Search code examples
pythonutf-8python-2.xmojibakepyquery

Convert unicode with utf-8 string as content to str


I'm using pyquery to parse a page:

dom = PyQuery('http://zh.wikipedia.org/w/index.php', {'title': 'CSS', 'printable': 'yes', 'variant': 'zh-cn'})
content = dom('#mw-content-text > p').eq(0).text()

but what I get in content is a unicode string with utf-8 encoded content:

u'\xe5\xb1\x82\xe5\x8f\xa0\xe6\xa0\xb7\xe5\xbc\x8f\xe8\xa1\xa8...'

how could I convert it to str without lost the content?

to make it clear:

I want conent == '\xe5\xb1\x82\xe5\x8f\xa0\xe6\xa0\xb7\xe5\xbc\x8f\xe8\xa1\xa8'

not conent == u'\xe5\xb1\x82\xe5\x8f\xa0\xe6\xa0\xb7\xe5\xbc\x8f\xe8\xa1\xa8'


Solution

  • If you have a unicode value with UTF-8 bytes, encode to Latin-1 to preserve the 'bytes':

    content = content.encode('latin1')
    

    because the Unicode codepoints U+0000 to U+00FF all map one-on-one with the latin-1 encoding; this encoding thus interprets your data as literal bytes.

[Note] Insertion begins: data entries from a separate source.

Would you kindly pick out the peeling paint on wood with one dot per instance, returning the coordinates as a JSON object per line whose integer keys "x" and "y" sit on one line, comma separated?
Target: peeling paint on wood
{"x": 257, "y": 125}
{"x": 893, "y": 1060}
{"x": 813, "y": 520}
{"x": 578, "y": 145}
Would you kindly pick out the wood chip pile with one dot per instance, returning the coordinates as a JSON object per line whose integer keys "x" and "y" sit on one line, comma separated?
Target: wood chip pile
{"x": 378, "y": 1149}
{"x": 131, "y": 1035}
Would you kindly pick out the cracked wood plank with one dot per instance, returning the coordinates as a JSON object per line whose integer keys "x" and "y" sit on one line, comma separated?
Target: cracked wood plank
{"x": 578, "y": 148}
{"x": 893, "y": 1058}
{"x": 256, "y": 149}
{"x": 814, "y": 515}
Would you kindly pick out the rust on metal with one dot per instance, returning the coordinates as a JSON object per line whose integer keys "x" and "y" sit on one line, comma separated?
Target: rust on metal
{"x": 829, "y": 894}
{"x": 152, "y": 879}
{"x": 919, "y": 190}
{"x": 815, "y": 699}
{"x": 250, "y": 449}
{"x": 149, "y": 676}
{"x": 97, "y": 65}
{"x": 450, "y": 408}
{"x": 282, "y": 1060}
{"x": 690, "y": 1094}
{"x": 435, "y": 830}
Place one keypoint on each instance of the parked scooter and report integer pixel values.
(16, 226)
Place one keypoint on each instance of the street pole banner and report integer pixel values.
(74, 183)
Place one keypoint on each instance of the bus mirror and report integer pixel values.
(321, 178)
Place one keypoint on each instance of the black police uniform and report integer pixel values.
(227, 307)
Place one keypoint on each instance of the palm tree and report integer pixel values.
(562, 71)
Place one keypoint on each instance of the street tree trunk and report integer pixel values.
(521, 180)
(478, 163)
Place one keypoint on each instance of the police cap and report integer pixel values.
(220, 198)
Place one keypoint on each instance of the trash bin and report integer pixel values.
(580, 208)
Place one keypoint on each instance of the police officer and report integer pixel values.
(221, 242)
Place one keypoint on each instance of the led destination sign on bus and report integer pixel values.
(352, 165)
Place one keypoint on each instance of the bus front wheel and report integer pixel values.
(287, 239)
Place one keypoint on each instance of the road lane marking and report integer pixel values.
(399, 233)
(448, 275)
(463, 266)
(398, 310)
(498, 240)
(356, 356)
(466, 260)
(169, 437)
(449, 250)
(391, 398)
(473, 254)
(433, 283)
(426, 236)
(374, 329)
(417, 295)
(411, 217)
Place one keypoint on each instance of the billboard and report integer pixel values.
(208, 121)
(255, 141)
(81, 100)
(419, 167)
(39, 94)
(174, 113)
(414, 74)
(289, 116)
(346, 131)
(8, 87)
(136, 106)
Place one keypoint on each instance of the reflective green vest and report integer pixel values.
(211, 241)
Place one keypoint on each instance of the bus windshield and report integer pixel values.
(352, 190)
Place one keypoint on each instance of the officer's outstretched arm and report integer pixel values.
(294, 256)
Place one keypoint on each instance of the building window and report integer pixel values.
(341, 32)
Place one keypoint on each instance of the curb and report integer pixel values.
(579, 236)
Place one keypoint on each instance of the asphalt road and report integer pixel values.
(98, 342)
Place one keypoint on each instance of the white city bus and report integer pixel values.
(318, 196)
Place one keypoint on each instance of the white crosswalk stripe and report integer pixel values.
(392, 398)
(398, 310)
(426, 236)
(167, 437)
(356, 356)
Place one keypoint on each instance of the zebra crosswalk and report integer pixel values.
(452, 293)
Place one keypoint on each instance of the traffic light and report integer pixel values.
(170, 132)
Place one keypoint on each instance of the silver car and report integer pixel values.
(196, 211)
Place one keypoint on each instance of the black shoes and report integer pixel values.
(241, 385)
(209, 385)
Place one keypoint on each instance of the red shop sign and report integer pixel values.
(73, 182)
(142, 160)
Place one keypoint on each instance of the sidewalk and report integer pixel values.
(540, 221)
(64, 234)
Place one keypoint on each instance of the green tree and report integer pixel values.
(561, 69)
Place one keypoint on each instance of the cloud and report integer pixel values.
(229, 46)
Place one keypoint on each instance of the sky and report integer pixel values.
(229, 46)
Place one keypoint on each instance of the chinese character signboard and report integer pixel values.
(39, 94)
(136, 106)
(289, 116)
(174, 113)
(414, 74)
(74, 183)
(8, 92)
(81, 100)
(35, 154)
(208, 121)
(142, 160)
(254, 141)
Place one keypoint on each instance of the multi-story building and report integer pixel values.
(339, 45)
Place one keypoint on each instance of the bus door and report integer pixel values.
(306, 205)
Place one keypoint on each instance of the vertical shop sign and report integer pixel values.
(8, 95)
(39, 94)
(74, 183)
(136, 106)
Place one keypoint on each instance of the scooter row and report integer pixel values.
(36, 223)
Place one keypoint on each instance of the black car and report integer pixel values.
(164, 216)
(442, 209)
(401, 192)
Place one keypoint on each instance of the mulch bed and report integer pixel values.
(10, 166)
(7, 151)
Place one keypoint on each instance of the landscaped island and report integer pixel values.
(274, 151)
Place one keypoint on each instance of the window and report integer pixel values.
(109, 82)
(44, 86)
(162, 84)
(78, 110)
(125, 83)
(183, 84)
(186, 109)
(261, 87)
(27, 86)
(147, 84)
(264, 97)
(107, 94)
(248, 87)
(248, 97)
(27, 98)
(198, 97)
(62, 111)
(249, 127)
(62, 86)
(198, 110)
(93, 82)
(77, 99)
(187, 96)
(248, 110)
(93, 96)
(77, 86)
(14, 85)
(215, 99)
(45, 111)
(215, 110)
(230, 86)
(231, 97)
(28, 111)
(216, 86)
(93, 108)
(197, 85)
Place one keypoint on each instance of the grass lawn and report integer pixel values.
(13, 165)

    For your example this gives me:

    >>> content = u'\xe5\xb1\x82\xe5\x8f\xa0\xe6\xa0\xb7\xe5\xbc\x8f\xe8\xa1\xa8'
    >>> content.encode('latin1')
    '\xe5\xb1\x82\xe5\x8f\xa0\xe6\xa0\xb7\xe5\xbc\x8f\xe8\xa1\xa8'
    >>> content.encode('latin1').decode('utf8')
    u'\u5c42\u53e0\u6837\u5f0f\u8868'
    >>> print content.encode('latin1').decode('utf8')
    层叠样式表
    

    PyQuery uses either requests or urllib to retrieve the HTML, and in the case of requests, uses the .text attribute of the response. This auto-decodes the response data based on the encoding set in a Content-Type header alone, or if that information is not available, uses latin-1 for this (for text responses, but HTML is a text response). You can override this by passing in an encoding argument:

    dom = PyQuery('http://zh.wikipedia.org/w/index.php', encoding='utf8',
                  {'title': 'CSS', 'printable': 'yes', 'variant': 'zh-cn'})
    

    at which point you'd not have to re-encode at all.